Ridurre artificiosamente i prezzi delle medicine riduce anche l’innovazione. Questione di salute. Pubblicamente si usa l’appellativo con accezione dispregiativa «Big Pharma» ed è accusata delle peggiori nefandezze, ma che nel privato si è disposti a qualunque sacrificio pur di potersi comprare il farmaco di ultima generazione
Il Sole 24 Ore, domenica 5 luglio
Nei paesi occidentali la spesa per l’acquisto di farmaci è circa il 20% del totale delle spese sanitarie. Parliamo di circa 26 miliardi di euro spesi ogni anno in Italia, e che alimentano un’industria, quella farmaceutica, verso cui le nostre società, che stanno meglio e vivono più a lungo, intrattengono un rapporto ambivalente. Lo dimostra che pubblicamente si usi l’appellativo con accezione dispregiativa «Big Pharma» e quell’industria sia accusata delle peggiori nefandezze, ma che nel privato si sia disposti a qualunque sacrificio pur di potersi comprare il farmaco di ultima generazione, che si crede possa migliorarci la salute o ritardare la morte. I risvolti economici, politici, etici e psicologici della produzione e del consumo
Di sbagli grossolani l’industria farmaceutica ne fa e non pochi – soprattutto non sa proprio comunicare e far capire quale valore culturale incarna, ed è davvero troppo genuflessa al cospetto dei ricatti politici che da sempre in questo paese la strangolano – ma si tratta di un patrimonio intellettuale ed economico che il mondo occidentale dovrebbe tenersi da conto e valorizzare, invece che bistrattare.

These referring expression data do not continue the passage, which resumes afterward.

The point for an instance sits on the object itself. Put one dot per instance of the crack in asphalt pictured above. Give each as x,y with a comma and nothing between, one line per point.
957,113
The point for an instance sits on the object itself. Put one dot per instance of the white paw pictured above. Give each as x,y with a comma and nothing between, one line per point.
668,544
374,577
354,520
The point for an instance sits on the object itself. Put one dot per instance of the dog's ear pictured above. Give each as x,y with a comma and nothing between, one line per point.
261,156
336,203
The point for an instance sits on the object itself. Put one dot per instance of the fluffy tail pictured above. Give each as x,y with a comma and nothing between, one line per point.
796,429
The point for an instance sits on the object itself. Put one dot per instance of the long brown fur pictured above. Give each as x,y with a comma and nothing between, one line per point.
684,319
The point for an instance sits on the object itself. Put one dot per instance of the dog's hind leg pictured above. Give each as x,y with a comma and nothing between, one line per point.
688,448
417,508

La Fondazione Zoé ha promosso il mese scorso per il secondo anno nell’elegante spazio della Health and Quality Factory un incontro e confronto sul valore dell’innovazione in campo farmaceutico. Per l’occasione è stato commissionato uno studio ad A.T. Kearny dal quale risulta che le attività di produzione farmaceutica generano circa 2,8 miliardi di euro di Pil, ossia il 31% del totale del settore, il 34% circa della sua occupazione, nonché 1,2 miliardi di euro di investimenti e 20,7 miliardi di export. Le esportazioni del settore valgono da sole quanto l’insieme degli altri ambiti ad alta tecnologia e sono cresciute fra il 2009 e il 2013 a un tasso annuo del 12,3%, arrivando a rappresentare il 4,4% delle esportazioni totali del Paese.

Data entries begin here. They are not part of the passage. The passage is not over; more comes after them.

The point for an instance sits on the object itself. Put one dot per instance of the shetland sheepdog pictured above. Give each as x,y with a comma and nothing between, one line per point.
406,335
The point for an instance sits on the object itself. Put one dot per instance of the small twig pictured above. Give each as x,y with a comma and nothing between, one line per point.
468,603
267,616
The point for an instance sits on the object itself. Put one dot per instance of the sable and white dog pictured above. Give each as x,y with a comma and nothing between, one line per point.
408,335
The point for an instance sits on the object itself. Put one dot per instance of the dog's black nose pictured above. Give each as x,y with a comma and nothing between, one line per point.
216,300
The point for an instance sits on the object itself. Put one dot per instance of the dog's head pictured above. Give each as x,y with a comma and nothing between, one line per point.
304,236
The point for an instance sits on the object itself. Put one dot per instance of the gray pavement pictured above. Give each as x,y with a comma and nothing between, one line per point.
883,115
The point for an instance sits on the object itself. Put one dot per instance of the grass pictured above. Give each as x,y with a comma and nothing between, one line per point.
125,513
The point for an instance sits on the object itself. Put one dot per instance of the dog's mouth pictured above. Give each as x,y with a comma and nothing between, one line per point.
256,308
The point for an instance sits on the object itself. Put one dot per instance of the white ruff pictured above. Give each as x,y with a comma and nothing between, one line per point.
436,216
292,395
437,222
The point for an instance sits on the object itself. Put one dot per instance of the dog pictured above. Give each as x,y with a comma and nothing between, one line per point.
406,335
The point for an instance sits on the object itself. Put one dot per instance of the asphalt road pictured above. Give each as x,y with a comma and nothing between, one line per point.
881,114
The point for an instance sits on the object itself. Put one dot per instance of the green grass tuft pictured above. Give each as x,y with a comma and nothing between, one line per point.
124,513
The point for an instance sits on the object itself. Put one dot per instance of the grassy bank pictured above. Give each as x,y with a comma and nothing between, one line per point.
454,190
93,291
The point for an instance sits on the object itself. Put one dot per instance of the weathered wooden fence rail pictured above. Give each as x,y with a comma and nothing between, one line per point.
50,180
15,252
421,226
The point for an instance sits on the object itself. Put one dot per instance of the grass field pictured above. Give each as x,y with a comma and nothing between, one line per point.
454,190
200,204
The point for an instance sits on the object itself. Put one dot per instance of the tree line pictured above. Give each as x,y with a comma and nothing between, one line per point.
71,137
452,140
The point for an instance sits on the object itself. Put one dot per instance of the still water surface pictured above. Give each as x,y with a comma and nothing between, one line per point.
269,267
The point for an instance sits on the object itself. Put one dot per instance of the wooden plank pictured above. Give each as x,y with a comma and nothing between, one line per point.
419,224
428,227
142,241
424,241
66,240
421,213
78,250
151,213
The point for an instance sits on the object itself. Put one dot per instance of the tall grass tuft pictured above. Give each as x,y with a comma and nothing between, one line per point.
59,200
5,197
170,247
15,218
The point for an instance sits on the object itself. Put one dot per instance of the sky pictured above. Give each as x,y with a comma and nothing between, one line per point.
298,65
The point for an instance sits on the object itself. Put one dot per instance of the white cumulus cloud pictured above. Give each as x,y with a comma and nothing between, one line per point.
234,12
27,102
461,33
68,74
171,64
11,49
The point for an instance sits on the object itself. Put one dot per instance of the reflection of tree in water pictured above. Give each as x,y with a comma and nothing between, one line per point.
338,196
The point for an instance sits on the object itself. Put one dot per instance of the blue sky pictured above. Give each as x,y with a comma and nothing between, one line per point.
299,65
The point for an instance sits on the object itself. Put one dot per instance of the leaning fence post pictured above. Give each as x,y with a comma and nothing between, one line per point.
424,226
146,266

Del resto, innovare avvantaggia tutti. Da oltre un decennio Frank Lichtenberg studia l’impatto dell’innovazione sulla longevità, e nel 2003 aveva dimostrato che tra i11982 e il 2000 le nuove entità chimiche introdotte sul mercato avevano contribuito per il 40% all’aumento della longevità, cioè ad allungare la vita di 0,8 anni sul totale di due anni. Negli ultimi anni l’economista della Columbia University si è concentrato sugli antitumorali e ha scoperto che le innovazioni farmaceutiche introdotte nel periodo tra il 1985 e il 1996 in Canada, hanno abbattuto di oltre 100mila anni la vita potenzialmente persa a causa del cancro prima dei 75 anni.
Dopo un lungo periodo di stasi e malgrado l’aumento dei costi di sviluppo dei farmaci, che si stima abbia superato i 2miliardi di dollari, sono in cantiere diverse migliaia di novità, in buona parte per cure personalizzate e molte che potrebbero avere significativi impatti per la cura di gravi malattie come cancro, diabete, arteriosclerosi, etc. Alcune di queste novità avranno costi importanti, pari o anche superiori al farmaco contro l’epatite C, di cui si è discusso accesamente negli ultimi mesi. Sarà una sfida ardua fare in modo che i vantaggi per la salute che deriveranno dai nuovi farmaci siano il più largamente accessibili, consentendo allo stesso tempo che continui a esservi interesse concreto a investire nell’innovazione da parte dell’industria.
Le strategie che saranno decise per regolare lo sviluppo e la commercializzazione, inclusa la contrattazione dei prezzi, potranno tener conto di diverse variabili e risultati, ma dovrebbero in ogni caso guardarsi dal penalizzare l’innovazione. Perché la conseguenza di imporre prezzi troppo bassi è provato che non solo disincentiva l’innovazione per cui riduce l’impatto positivo della ricerca farmaceutica applicata e industriale sulla longevità e la salute, ma determina anche minore varietà di farmaci efficaci a disposizione all’interno di un paese, cioè causa differenziale negativo di guadagno sul piano della salute in generale per i cittadini i cui governi pensano di aiutarli decidendo prezzi politici.